Le 7 février 2016, le Parlement algérien a adopté une révision de la Constitution qui accorde à la langue berbère, le tamazight, le statut de langue nationale et officielle de l'État algérien au côté de la langue arabe. Cette reconnaissance est le fruit d'un combat politique non violent e toute une génération de berbérophones, qui a commencé le 20 avril 1980.

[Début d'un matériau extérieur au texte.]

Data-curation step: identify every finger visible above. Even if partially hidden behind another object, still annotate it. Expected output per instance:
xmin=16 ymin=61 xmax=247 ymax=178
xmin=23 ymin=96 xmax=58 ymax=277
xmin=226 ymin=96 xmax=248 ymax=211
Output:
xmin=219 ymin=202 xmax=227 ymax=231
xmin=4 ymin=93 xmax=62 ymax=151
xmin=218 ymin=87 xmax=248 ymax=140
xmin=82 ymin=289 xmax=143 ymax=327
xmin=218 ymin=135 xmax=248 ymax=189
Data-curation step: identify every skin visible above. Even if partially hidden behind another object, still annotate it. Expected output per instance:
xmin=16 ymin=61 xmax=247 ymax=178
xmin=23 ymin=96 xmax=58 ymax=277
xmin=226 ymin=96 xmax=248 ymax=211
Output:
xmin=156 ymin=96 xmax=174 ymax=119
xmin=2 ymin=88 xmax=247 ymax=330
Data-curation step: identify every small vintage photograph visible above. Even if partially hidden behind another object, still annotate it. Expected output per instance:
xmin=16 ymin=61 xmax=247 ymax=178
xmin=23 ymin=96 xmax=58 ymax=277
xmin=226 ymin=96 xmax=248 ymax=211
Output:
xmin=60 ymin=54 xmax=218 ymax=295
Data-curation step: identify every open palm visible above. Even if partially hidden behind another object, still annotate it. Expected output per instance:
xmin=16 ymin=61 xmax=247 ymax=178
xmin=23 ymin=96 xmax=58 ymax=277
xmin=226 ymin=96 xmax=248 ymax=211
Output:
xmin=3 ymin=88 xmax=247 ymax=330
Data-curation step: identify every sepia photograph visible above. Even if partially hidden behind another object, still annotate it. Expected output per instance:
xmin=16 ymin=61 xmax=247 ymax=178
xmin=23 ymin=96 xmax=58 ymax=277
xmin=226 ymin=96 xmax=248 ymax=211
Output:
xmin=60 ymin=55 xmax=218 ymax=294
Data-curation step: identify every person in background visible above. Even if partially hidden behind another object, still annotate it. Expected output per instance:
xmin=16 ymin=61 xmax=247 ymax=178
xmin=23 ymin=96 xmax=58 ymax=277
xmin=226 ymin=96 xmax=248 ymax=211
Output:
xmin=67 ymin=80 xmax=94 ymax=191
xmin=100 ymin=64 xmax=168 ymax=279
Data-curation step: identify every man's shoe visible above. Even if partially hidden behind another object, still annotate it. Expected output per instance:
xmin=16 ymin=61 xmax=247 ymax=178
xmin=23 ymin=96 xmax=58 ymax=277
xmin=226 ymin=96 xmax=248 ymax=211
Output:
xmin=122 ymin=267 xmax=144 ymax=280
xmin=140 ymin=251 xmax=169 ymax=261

Aux origines du 20 avril 1980
Tout a commencé le 10 mars 1980, lorsque les autorités de la wilaya de Tizi-Ouzou ont interdit la tenue d'une conférence sur la poésie berbère ancienne qui devait être organisée à l'université de la ville et animée par l'anthropologue et écrivain kabyle Mouloud Mammeri. Après des manifestations et actions de protestations durant plusieurs jours, une grève générale a été décidée par les meneurs et les militants de la cause berbère le 18 avril dans toute la ville de Tizi-Ouzou. Dans la nuit du 19 au 20 avril, les forces de l'ordre ont donné l'assaut l'Université et repris son contrôle ainsi que de tous les autres sites publics (hôpitaux, lycées et usines) provoquant la mort de 32 personnes et l'arrestation de plusieurs dizaines d'autres.
Au cours des 36 années qui ont suivi, le combat pour la reconnaissance et l'officialisation de la langue et de la culture berbère s'est organisé dans toute la Kabylie. Partis politiques, syndicats et associations ont repris les revendications des militants du printemps 1980 et se sont joints au Mouvement culturel berbère, le MCB, formé après les événements et qui devenu le porte-drapeau de la cause.
Il faut noter que la lutte pour la reconnaissance de la langue et de la culture berbère s'est diffusée aux autres pays du Maghreb, comme la Tunisie, la Libye en plus de l'Égypte, après les événements du printemps arabe. C'est au Maroc que le mouvement est plus ancien. «L'amazighité (langue et culture berbère) est un facteur d'unité et d'homogénéité pour les peuples maghrébins, de même qu'elle constitue un élément fédérateur des composantes des peuples de la région», a souligné Nacer Djabi, sociologue dans un entretien donné ce vendredi au quotidien El Watan. «Mais on ne parle jamais de mouvement amazight unifié… La revendication est la même dans tous les pays d'Afrique du Nord. Les différents mouvements s'écoutent entre eux. Les mouvements algérien et marocain sont un exemple pour les autres, à l'exception de certains détails».
Après la reconnaissance, les défis à relever
L'enseignement de la langue berbère dans toutes les écoles à l'échelle nationale et son intégration dans les différentes administrations du pays est le plus grand défi auquel sont confrontés les spécialistes de cette langue dans les années à venir. Bien que depuis 1990 les autorités algériennes aient ouvert des départements de langue et culture amazighes à l'Université de Tizi-Ouzou, puis à Bejaïa, en 1992, qui forment les enseignants et qui mènent les recherches nécessaires pour le développement de la langue, on est encore loin des exigences de son introduction dans les institutions de l'État.
Un autre défi est celui de cimenter l'unité nationale en faisant de la langue et de la culture berbères un moyen de renforcer les liens entre tous les Algériens. Car en ce moment, des appels à l'émancipation de la Kabylie de la tutelle du pouvoir central d'Alger sont propagés par le Mouvement de l'autonomie de la Kabylie, le MAK, dirigé par Ferhat Mhenni, l'un des militants de la première heure de la cause berbère, et qui a créé un gouvernement provisoire kabyle en France pour revendiquer l'indépendance de la région. Pour l'instant ce mouvement n'a pas vraiment trouvé d'écho massif en Kabylie, cependant il continue à mobiliser et à poser la question de l'indépendance d'une façon de plus en plus accrue, bien que la majorité des Algériens soient pour une Algérie une et indivisible.